佐藤くん、ヘンなやつ。絶対ヘンなやつ。そう思ってたけど、たしかに部活のときに神田先輩を見ても、せつない気持ちが胸を埋めることはなくなったかもしれない。単純かもしれないけど、やっぱり佐藤くんの魔法は効いてるのかななんて思った。
「魔法の効果、どう?」
部活の休憩時間、佐藤くんに声かけられた。
「効いた……みたい、かな」
「そうか」
あ、今の顔すっごくうれしそう。どきっとした。これも魔法?
「魔法第二弾も今、秘密裏実行中」
「え?」
また言うことだけ言って、佐藤くんは練習に戻った。第二弾って、なんだろう? わからないまま、わたしも練習に戻った。
部活の後、更衣室から出たところに佐藤くんが立ってた。
「肉まん食いに行こう」
「は?」
いきなり手を引かれた。男子部員も女子部員もみんな見てる前で。
「邪魔すんなよ」
佐藤くんは、わたしたちの後ろで、へーって感じで見てたみんなに意味ありげな視線を送って、にやりと笑った。がんばれよーなんて応援してる男子部員もいた。ああ、第二弾ってこれだったの?
「佐藤くん、ちょっと待ってよ」
体育館を出たら急に暗くなった。立ち止まった上の方から佐藤くんの声がする。
「肉まん嫌い?」
「好きだけど」
暗くてよく見えないけど、佐藤くんの顔を見上げた。
「佐藤くん歩くの速いから。もうちょっとゆっくり」
「……わかった」
佐藤くんと手をつないだまま野村商店まで歩いた。こないだ失恋したばっかなのに、わたしって切りかえ早いなあなんて自分に苦笑した。でもいいや。

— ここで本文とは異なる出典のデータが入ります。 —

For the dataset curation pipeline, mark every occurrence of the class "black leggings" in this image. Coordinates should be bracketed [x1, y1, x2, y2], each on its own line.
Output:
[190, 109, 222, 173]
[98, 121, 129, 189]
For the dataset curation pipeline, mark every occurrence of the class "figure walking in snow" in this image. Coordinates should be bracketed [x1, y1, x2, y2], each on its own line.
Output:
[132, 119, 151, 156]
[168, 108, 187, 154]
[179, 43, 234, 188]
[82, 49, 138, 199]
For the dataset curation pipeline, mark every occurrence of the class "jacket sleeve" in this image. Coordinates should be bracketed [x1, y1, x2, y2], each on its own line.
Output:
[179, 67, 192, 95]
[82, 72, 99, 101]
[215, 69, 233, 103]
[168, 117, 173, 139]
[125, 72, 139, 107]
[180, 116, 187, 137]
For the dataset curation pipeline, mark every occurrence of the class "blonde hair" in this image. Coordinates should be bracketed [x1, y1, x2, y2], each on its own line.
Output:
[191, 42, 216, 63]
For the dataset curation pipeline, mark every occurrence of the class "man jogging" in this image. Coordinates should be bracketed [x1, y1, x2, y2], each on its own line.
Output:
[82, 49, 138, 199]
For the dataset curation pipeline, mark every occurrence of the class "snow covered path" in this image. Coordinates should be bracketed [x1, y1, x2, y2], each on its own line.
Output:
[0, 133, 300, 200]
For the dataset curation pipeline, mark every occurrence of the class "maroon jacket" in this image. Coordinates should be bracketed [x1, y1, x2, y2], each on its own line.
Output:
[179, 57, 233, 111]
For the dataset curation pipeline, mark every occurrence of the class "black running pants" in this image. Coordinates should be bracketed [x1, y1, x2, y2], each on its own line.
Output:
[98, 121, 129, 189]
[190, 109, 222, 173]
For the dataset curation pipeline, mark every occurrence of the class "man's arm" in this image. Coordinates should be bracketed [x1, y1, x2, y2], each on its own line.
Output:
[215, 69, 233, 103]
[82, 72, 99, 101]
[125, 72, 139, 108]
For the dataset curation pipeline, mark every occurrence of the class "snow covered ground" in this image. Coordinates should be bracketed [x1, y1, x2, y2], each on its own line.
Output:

佐藤くんが言ったみたいに、佐藤くんを利用してるだけなのかもしれない。でも、結果的にそうならないといいなって思う。わたしが神田先輩よりも佐藤くんのことをずっと考えていられるようになるまで、佐藤くんは待っていてくれるかな。
こんなふうに思い始めたってことは、魔法のかかり始めなのかもしれないなって照れながら肉まん食べた。
佐藤くんが笑ってる。笑ってる顔見て、わたしもうれしくなる。明日も一緒に肉まん食べよう。明日はわたしがおごってあげよう。
肉まん二十五個分くらいの時間をかけて、わたしは背の高い魔法使いと恋に落ちた。